Véritable feu d'artifice visuel, Vice Versa est une œuvre à savourer avec le même entrain qu'une exquise confiserie qui laissera sur notre palet un arrière-goût aussi durable que ne l'est un souvenir indélébile à notre mémoire. Mais bien plus qu'un spectacle pyrotechnique concocté par les doigts d'orfèvre de Pete Docter, ce petit bijou d'animation porte à incandescence la pluralité des émotions qui anime tout être, en pénétrant dans le poste de commande de la « fabrique à émotions » (et quelle fabrique à émotions !) de Riley, jeune adolescente de onze ans bouleversée par son récent déménagement. De la verdoyante campagne du Minnesota aux vicissitudes de la tentaculaire San Francisco, il y a une rupture de faille à même d'entraîner un âpre séisme mental.
Vice Versa est de la sorte un voyage initiatique fantasmagorique et un récit de transition (de l'enfance à l'adolescence) sublimés à tous les instants par une animation dantesque. Avec une précision neurochirurgicale, Docter s'immisce dans le cerveau de Riley et dissèque au scalpel le psychisme de l'adolescente, de ses souvenirs les plus vivaces à ses angoisses refoulées par le subconscient. Ces incursions dans les territoires mentaux et dans les profondeurs de la psychè sont d'autant plus salvatrices qu'elles s'accompagnent d'une véritable cartographie de l'esprit et du cerveau, résolument archipélagique : ainsi, chaque pilier constituant la personnalité de Riley et garantissant sa stabilité émotionnelle (honnêteté, famille, amitié, hockey, bêtises) est représentée par une île sans cesse ravitaillée par les souvenirs et les émotions. Le bouleversement induit par le déménagement de la jeune fille met donc en péril ce socle identitaire insulaire, et n'arrange en rien le travail des pilotes du vaisseau cérébral : le capharnaüm ne fait même que s'accroître lorsque Joie et Tristesse se retrouvent brusquement évincées du Quartier Cérébral, laissant Colère, Dégoût et Peur aux commandes... Avec les moyens du bord !

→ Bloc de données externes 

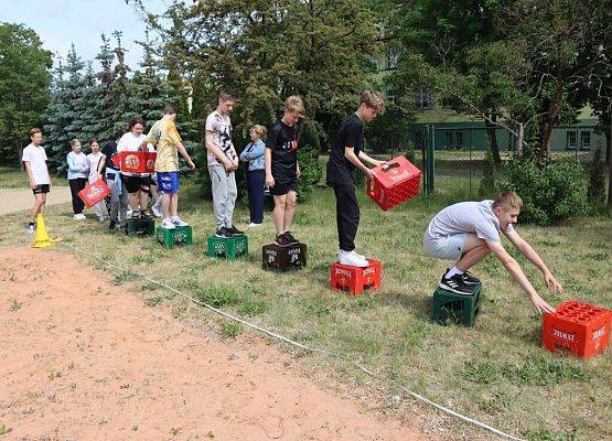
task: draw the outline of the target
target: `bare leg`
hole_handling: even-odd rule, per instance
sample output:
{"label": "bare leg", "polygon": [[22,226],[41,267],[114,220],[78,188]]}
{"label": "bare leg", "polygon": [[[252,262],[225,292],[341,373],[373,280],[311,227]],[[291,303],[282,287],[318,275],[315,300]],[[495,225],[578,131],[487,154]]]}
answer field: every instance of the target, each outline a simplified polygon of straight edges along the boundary
{"label": "bare leg", "polygon": [[275,196],[275,211],[272,212],[272,219],[275,222],[275,228],[277,229],[277,235],[283,234],[284,229],[284,209],[287,203],[287,195]]}
{"label": "bare leg", "polygon": [[[165,194],[164,194],[165,197]],[[179,193],[170,195],[170,217],[179,216]]]}
{"label": "bare leg", "polygon": [[454,265],[460,271],[468,271],[474,265],[480,262],[491,252],[486,241],[479,238],[475,234],[468,234],[468,239],[465,240],[465,246],[463,247],[463,256]]}
{"label": "bare leg", "polygon": [[296,198],[296,192],[287,193],[287,200],[284,202],[284,218],[282,224],[282,230],[289,232],[291,229],[291,224],[293,222],[293,214],[296,213],[296,206],[298,205]]}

On pourrait compter par centaines les ingénieuses trouvailles visuelles qui agrémentent cette pépite du Septième Art, que ce soit le train, convoi-express métaphorique de la pensée qui fuse, les rêves fabriqués dans des studios de cinéma où pullulent acteurs, scénaristes et cameramen de l'onirisme, ou encore la forteresse-prison du subconscient, véritable Bastille où se joue la lutte freudienne entre le ça et le surmoi, et où les plus effrayants objets de la peur sommeillent en attendant d'être réveillés... D'une richesse allégorique presque fellinienne, Vice Versa est un bouquet psychédélique et fantaisiste, qui en exhibant des airs de fête foraine à ciel ouvert, explore les affres de la personnalité et de la mémoire.
Rarement un film n'aura mis à nu avec une telle jubilation les tribulations de nos processus cognitifs qui se chevauchent, se heurtent, s'entremêlent en un fatras carnavalesque. Pendant quelques quatre-vingt-dix minutes, on rit, on s'émeut, on éprouve cette multiplicité de sentiments - colorés - qui compose la palette émotionnelle de tout un chacun, et cette force d'identification et d'empathie tient moins aux évidentes qualités graphiques du film qu'à la manière qu'a Pete Docter de nous rappeler que nous ne sommes jamais que la somme de nos expériences vécues, et que cette richesse cumulative fait de chacun d'entre nous quelqu'un d'exceptionnel - au sens littéral du terme. Surtout, et alors que les injonctions à positiver sans cesse et à vouloir faire à tout prix du bonheur l'alpha et l'oméga d'une vie réussie gangrènent nos sociétés, ce merveilleux film explore les contrastes qui seuls autorisent l'authenticité même de la vie : Joie et Tristesse, qui cherchent désespérément à rejoindre le Quartier Cérébral, ne peuvent fonctionner qu'ensemble, main dans la main, résonnant au diapason d'émotions que nous pensons parfois dissonantes. Vice Versa invite de la sorte à voir en la mélancolie et la nostalgie, non pas tant des rejetons dépréciés de Tristesse, que les douces réminiscences d'un bonheur triste, ou d'une tristesse joyeuse. Car au fond, c'est bel et bien ce que suggère Docter en filigrane : tout souvenir, aussi joyeux puisse-t-il être, est nimbé d'un surcroît de tristesse dès lors qu'il rejoint l'antre du passé.